In re Martin
Francis, Evans (Opinion, available here), and Schenck
Christopher Martin and Tina Marie High Brumbelow are candidates in a run-off election for the office of district judge in Van Zandt County. A week before early voting was to begin, Martin sought a writ of mandamus ordering the Van Zandt County Republican Party Chair to declare Brumbelow ineligible to be a candidate in the run-off. Martin contended Brumbelow was not registered to vote in the district for six months prior to the election filing deadline as required by the Election Code. The Dallas Court of Appeals denied the petition, finding it was barred by laches. Mandamus is largely controlled by equitable principles, one of which is that “equity aids the diligent and not those who slumber on their rights.” The Court noted that Martin challenged Brumbelow’s eligibility almost two months after the primary election and less than a week before early voting in the run-off began and that Martin failed to explain why he did not challenge Brumbelow’s eligibility sooner.
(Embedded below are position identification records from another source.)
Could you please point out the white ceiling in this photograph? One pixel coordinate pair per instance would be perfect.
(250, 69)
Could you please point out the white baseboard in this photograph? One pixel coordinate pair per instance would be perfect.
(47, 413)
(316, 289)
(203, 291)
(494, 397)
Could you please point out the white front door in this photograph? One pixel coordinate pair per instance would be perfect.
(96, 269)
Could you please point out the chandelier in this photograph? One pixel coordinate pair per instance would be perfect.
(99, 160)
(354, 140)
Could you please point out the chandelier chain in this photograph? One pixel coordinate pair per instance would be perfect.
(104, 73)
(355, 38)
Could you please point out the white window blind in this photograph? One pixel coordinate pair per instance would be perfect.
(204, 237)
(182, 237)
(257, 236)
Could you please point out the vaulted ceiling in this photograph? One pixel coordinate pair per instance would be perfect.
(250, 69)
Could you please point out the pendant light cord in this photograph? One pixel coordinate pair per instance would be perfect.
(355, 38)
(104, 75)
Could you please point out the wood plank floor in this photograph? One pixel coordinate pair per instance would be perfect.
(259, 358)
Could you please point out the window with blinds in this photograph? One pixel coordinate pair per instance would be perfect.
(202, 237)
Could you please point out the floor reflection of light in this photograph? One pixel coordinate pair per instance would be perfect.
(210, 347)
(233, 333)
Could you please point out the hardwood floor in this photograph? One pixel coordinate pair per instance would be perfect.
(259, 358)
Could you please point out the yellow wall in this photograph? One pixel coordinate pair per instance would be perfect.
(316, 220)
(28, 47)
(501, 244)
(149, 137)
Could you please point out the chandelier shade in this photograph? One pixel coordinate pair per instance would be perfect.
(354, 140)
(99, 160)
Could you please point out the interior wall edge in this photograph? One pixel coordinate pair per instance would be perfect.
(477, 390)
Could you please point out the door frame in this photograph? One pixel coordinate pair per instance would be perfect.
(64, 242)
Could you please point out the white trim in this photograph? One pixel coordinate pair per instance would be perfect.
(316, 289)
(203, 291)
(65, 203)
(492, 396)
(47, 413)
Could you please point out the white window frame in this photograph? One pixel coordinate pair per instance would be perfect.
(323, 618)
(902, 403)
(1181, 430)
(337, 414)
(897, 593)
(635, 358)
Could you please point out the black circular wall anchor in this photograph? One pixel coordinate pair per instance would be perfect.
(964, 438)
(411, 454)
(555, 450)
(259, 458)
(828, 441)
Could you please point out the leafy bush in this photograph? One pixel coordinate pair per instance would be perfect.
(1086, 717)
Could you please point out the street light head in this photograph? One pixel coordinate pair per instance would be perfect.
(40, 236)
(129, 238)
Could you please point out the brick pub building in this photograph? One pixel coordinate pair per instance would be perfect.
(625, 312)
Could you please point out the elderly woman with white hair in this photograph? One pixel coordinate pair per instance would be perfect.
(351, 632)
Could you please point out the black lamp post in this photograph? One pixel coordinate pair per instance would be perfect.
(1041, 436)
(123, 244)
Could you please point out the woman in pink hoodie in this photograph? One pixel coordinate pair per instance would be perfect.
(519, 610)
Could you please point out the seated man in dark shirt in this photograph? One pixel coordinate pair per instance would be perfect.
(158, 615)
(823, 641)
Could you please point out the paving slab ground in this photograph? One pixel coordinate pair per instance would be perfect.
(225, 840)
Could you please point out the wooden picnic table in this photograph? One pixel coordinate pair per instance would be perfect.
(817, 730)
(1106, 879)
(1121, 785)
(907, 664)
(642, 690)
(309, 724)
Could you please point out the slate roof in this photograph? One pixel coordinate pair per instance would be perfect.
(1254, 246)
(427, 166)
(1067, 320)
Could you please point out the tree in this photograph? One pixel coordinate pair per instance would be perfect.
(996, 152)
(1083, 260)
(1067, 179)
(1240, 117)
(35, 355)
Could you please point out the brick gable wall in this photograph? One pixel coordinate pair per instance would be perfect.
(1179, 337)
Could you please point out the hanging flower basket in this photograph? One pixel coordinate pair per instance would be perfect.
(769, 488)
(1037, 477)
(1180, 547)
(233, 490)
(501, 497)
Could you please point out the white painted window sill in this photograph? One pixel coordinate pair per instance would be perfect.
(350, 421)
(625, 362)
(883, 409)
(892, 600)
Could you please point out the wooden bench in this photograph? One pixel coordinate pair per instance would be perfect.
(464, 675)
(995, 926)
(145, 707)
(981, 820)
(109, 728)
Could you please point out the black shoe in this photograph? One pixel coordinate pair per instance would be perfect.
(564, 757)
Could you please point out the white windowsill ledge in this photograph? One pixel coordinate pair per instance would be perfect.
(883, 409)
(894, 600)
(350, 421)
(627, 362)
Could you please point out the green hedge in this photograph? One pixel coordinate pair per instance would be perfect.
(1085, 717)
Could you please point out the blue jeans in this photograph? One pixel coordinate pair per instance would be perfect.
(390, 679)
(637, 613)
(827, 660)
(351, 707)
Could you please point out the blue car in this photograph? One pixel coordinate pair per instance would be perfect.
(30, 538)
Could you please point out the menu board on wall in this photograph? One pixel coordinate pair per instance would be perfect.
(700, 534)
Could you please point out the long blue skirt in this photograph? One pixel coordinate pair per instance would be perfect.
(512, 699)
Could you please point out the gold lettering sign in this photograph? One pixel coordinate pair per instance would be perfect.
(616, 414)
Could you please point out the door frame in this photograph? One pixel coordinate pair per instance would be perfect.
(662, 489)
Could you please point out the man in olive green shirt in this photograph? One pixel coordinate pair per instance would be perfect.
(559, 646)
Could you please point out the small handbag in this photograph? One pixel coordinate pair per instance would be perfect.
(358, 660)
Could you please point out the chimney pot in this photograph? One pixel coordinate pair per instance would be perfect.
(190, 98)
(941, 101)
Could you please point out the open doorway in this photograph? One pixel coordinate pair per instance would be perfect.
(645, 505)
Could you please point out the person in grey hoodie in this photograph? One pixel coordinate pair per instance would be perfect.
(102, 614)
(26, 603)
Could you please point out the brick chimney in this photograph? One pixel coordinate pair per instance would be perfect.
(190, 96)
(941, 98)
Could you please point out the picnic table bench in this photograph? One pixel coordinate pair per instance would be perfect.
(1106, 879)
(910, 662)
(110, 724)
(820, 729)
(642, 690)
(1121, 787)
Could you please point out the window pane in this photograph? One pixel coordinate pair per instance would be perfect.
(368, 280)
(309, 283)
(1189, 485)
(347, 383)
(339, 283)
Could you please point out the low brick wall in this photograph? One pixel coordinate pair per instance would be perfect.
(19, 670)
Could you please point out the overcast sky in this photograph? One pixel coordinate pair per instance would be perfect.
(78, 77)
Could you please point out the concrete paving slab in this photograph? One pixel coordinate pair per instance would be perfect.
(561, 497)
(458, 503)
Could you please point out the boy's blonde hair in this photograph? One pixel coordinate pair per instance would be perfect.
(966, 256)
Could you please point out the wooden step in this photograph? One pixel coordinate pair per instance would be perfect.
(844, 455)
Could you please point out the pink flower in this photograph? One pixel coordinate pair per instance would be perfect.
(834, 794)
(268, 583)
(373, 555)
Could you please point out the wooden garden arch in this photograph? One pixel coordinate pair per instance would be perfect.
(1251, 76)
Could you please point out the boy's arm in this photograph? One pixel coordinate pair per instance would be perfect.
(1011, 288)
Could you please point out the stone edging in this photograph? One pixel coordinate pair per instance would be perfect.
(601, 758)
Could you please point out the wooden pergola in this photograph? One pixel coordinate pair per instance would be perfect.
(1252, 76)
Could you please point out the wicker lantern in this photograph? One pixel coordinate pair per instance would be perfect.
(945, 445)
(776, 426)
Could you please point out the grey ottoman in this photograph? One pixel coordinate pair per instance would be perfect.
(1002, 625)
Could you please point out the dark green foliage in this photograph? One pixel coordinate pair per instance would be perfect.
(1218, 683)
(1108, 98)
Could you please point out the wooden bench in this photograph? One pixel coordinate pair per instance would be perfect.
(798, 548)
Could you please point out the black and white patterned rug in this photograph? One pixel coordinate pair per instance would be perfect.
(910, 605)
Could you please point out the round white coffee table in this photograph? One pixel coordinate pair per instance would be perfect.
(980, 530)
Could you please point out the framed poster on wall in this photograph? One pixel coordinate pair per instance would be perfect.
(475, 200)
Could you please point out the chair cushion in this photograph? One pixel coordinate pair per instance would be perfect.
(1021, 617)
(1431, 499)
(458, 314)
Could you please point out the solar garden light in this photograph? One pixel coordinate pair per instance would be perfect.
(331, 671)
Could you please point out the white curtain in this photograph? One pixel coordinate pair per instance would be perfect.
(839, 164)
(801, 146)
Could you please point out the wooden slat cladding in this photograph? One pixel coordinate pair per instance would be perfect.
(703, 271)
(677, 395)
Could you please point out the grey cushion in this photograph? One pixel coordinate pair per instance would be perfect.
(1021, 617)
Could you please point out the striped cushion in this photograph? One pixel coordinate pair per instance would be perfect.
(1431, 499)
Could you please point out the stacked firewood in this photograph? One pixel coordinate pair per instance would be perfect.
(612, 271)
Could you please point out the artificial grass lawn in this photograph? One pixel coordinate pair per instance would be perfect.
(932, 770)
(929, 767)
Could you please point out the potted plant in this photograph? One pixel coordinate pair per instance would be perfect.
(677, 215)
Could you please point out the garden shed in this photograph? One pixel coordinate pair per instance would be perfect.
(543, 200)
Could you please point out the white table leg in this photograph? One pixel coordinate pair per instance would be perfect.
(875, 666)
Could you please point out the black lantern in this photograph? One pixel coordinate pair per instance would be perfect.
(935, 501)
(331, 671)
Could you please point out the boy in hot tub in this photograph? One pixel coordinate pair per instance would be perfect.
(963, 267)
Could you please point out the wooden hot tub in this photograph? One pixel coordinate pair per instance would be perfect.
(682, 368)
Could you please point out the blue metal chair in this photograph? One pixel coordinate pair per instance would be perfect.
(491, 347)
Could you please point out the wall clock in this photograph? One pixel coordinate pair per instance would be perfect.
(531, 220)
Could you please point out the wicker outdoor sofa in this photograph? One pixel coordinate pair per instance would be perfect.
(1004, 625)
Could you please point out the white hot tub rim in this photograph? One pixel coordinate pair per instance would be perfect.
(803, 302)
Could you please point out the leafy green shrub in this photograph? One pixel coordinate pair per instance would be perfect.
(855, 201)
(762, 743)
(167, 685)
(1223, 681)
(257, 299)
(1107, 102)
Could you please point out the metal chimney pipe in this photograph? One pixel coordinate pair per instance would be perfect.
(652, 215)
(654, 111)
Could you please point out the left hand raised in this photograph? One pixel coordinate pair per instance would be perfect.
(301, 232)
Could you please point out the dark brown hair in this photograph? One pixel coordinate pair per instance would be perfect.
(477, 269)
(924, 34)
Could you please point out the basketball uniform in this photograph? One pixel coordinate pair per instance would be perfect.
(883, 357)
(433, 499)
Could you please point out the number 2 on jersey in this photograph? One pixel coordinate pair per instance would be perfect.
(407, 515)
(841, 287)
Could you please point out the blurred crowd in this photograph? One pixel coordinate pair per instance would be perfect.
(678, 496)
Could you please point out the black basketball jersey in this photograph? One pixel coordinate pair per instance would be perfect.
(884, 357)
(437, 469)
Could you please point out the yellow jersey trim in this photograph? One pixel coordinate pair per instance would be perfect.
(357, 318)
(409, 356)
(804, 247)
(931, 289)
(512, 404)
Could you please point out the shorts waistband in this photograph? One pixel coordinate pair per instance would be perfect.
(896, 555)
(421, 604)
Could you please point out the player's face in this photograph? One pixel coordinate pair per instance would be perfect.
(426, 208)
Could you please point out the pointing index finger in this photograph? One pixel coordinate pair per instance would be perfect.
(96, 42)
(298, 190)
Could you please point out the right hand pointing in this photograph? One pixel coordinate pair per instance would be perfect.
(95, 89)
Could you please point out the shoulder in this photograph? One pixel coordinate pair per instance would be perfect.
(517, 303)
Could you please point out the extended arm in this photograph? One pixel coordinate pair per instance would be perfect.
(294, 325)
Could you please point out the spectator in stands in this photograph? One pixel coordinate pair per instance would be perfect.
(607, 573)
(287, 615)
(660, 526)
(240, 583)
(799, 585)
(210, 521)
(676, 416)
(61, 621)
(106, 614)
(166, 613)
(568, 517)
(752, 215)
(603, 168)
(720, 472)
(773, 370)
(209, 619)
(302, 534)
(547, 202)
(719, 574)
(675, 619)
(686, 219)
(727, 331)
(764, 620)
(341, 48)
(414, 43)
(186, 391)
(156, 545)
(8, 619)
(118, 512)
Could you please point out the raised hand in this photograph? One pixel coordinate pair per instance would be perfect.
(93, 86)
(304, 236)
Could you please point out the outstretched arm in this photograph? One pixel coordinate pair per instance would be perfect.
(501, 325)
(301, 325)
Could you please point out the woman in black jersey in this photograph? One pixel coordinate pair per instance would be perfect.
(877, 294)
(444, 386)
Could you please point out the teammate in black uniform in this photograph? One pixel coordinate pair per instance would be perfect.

The timing of Martin’s petition effectively deprived Brumbelow of any opportunity to meaningfully respond, to marshal responsive facts and law, and to obtain counsel to defend the allegations before the early voting deadline. So, the Court concluded that Martin’s complaint was barred by laches. The Court also found that Martin failed to conclusively establish Brumbelow’s ineligibility and so did not establish that the Republican Party violated a “duty imposed by law” in refusing to declare her ineligible.